The ability of a corporation to retain its status as an S corporation is hedged by a variety of requirements. One of those is found in I.R.C. Section 1362(d)(3)(A)(i) which provides that an election under section 1362(a) is terminated if the corporation has accumulated earnings and profits at the close of each of 3 consecutive taxable years and has gross receipts for each of such taxable years more than 25 percent of which are passive investment income. PLR 200309021 shows how an S election can be retained even though the principal business of the corporation would otherwise cause it to run afoul of Section 1362(d)(3)(A)(i).
Under the facts of the ruling, the S corporation's primary source of revenue was rental income from leasing office space. This income was clearly passive investment income for the purposes of Section 1362(d)(3)(A)(i). See I.R.C. Section 1362(d)(3)(C)(i). However, the corporation purchased interests in three limited partnerships that were apparently engaged in the business of purchasing, gathering, transporting, trading, storage, and resale of crude oil, refined petroleum, and other mineral or natural resource. These sorts of business activities will not constitute passive investment income as defined by I.R.C. Section 1362(d)(3)(C)(i).
The ruling held that the corporation's distributive share of the gross receipts of the three partnerships that it purchased will be included in its gross receipts for purposes of Section 1362(a).
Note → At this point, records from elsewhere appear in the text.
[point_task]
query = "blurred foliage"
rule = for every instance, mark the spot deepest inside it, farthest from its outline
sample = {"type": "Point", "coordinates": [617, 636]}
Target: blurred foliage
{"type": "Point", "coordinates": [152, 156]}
Apparently, the amount of the corporation's distributive shares of partnership gross receipts from the three partnerships were sufficient to fall below the 25% threshold that would have put it in violation of Section 1362(d)(3)(A)(i). Just as importantly, this result holds even though there may have been little net income from the partnerships or even losses generated by them.
This ruling opens the way for some creative planning in situations where an S corporation has low basis assets that it wants to dispose of with minimal income tax impact or assets which may be subject to double tax because the corporation had been a C corporation that elected S corporation status within the previous ten years. I will post illustrations of these planning possibilities in the coming weeks.